Except the aerosol wasn’t of the air-freshening kind. It was dust spray.
And so as another of your siblings is found in a hurry toward your previous locale, instead of rounding the corner and finding comforting solitude and a fresh roll of toilet paper, he goes gliding along the freshly waxed linoleum, slamming to the ground as a greased sack of potatoes and becoming lodged in the shallow space between the toilet and the drywall.
You could do something like that.
Or you could take what seems to have been a less than adequate whisky—one that I’m guessing died a natural death—and try to revive it.
The Lost Distillery Company’s reissuance of the Stratheden Blended Whisky, while it isn’t as tragic as a glazed bathroom floor and a stunned 10-year-old jammed into a tight spot, it just doesn’t rise to the level of quality that one might hope for in a classic restored.

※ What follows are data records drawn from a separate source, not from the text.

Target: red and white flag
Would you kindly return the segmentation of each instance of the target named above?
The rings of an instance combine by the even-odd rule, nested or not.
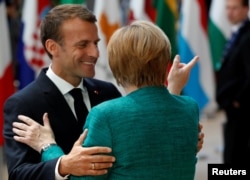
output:
[[[3,106],[5,100],[14,93],[14,77],[11,62],[10,35],[7,23],[5,1],[0,0],[0,131],[3,129]],[[3,136],[0,134],[0,146]]]

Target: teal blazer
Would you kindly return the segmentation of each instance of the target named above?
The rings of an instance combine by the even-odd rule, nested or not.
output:
[[[164,86],[138,89],[95,106],[84,128],[84,147],[112,148],[116,162],[103,176],[71,176],[71,180],[193,180],[197,162],[199,109],[187,96]],[[61,156],[58,146],[43,161]]]

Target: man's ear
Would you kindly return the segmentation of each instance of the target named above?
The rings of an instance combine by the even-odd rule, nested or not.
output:
[[[52,57],[58,56],[59,44],[57,42],[52,39],[48,39],[45,42],[45,47]]]

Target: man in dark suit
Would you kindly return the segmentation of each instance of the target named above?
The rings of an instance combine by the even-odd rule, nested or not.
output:
[[[42,124],[42,116],[48,112],[58,144],[65,153],[69,153],[82,133],[85,121],[76,119],[72,109],[73,98],[69,91],[75,87],[80,88],[88,109],[121,96],[111,83],[92,79],[99,56],[99,37],[95,23],[96,17],[92,12],[79,5],[55,8],[42,22],[41,40],[52,59],[51,65],[43,69],[33,83],[10,97],[4,106],[4,151],[9,179],[55,179],[55,167],[59,162],[55,159],[42,163],[39,153],[13,139],[12,123],[18,121],[19,114],[30,116]],[[114,157],[93,155],[110,151],[106,147],[89,148],[88,152],[82,149],[79,153],[85,155],[85,166],[92,161],[103,163],[103,166],[102,169],[90,172],[84,172],[86,168],[79,168],[80,172],[77,173],[103,174],[105,168],[112,166]],[[73,164],[75,166],[70,167],[72,169],[83,165]],[[62,164],[58,166],[59,174],[65,175],[60,173]]]
[[[216,98],[225,110],[224,163],[250,163],[250,22],[248,0],[226,0],[233,36],[217,74]]]
[[[51,65],[43,69],[34,82],[11,96],[4,106],[4,148],[9,179],[52,180],[67,178],[68,174],[100,175],[112,166],[114,157],[96,156],[109,153],[110,148],[84,148],[79,144],[77,152],[71,152],[82,133],[85,118],[77,119],[70,91],[80,88],[89,110],[103,101],[121,96],[113,84],[92,79],[99,56],[95,22],[96,17],[86,8],[69,4],[53,8],[43,19],[41,40],[52,60]],[[169,76],[169,89],[172,93],[180,93],[196,61],[197,58],[194,58],[187,66],[179,60],[175,61],[176,71]],[[176,79],[175,74],[178,73],[183,78]],[[24,133],[21,129],[15,133],[12,131],[13,123],[20,122],[18,115],[29,116],[43,124],[45,112],[49,115],[56,142],[70,156],[40,162],[40,153],[13,138],[17,132],[19,135]],[[38,129],[33,130],[40,132],[40,127],[36,127]],[[203,141],[203,137],[201,139]],[[44,144],[43,151],[48,146]],[[93,163],[95,169],[92,168]]]

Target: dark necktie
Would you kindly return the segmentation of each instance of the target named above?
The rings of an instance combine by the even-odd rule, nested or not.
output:
[[[233,44],[235,42],[237,34],[238,34],[237,32],[232,33],[231,38],[226,43],[226,47],[225,47],[224,52],[223,52],[223,57],[226,56],[228,54],[228,52],[230,51],[231,47],[233,46]]]
[[[85,119],[88,115],[88,109],[83,102],[83,95],[82,95],[82,90],[80,88],[74,88],[69,93],[72,95],[74,98],[74,108],[77,116],[77,120],[79,125],[82,126],[85,123]]]

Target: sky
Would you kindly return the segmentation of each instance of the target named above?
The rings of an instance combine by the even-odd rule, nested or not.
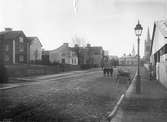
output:
[[[167,17],[166,0],[0,0],[0,31],[5,27],[37,36],[43,48],[56,49],[72,43],[75,36],[110,55],[137,50],[134,27],[143,26],[140,53],[148,27]],[[137,51],[136,51],[137,52]]]

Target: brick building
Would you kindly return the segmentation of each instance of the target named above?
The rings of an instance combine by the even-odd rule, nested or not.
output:
[[[5,64],[19,64],[29,62],[30,43],[23,31],[12,31],[5,28],[0,32],[1,54]]]

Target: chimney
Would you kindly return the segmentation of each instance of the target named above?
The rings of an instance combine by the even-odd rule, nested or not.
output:
[[[12,31],[12,28],[5,28],[5,31]]]

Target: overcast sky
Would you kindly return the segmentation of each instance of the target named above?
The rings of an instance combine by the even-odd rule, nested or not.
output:
[[[111,55],[129,54],[137,47],[134,27],[140,20],[146,32],[167,16],[166,0],[0,0],[0,30],[11,27],[38,36],[43,48],[55,49],[76,35]]]

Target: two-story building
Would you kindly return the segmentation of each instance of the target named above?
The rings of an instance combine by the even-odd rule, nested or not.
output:
[[[69,47],[68,43],[64,43],[59,48],[49,51],[49,61],[51,63],[78,65],[76,52]]]
[[[42,60],[42,44],[38,37],[27,37],[30,43],[30,62]]]
[[[23,31],[12,31],[5,28],[0,32],[1,53],[5,64],[29,63],[29,41]]]

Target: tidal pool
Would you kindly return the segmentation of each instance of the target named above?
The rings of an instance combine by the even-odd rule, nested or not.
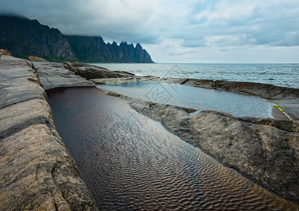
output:
[[[160,82],[106,83],[100,89],[154,103],[214,110],[236,117],[273,117],[273,106],[264,98],[228,91]]]
[[[47,91],[101,210],[298,210],[95,87]]]

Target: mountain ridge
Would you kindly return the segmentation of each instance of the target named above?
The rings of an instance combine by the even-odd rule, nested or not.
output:
[[[153,63],[140,44],[106,44],[100,36],[63,35],[58,29],[17,15],[0,15],[0,49],[13,56],[35,56],[49,61]]]

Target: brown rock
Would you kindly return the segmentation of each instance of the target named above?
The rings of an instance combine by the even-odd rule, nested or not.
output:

Barely carried up on a drizzling gust, the nose of the whisky gives over a slight of salted honey and butter, but it dissipates no sooner than it meets with your senses.
Once in your mouth, there’s a moment when you think that you’ll be enjoying a clean and red-ripened berry concoction, but that instance fades in a dusting of dirty pepper and a lick of oily fat. The finish, a medium smack, is the same.
I suppose that this whisky isn’t all bad. It certainly worked well for both calming a parent’s nerves as well as stripping Pledge aerosol wax from the bathroom floor.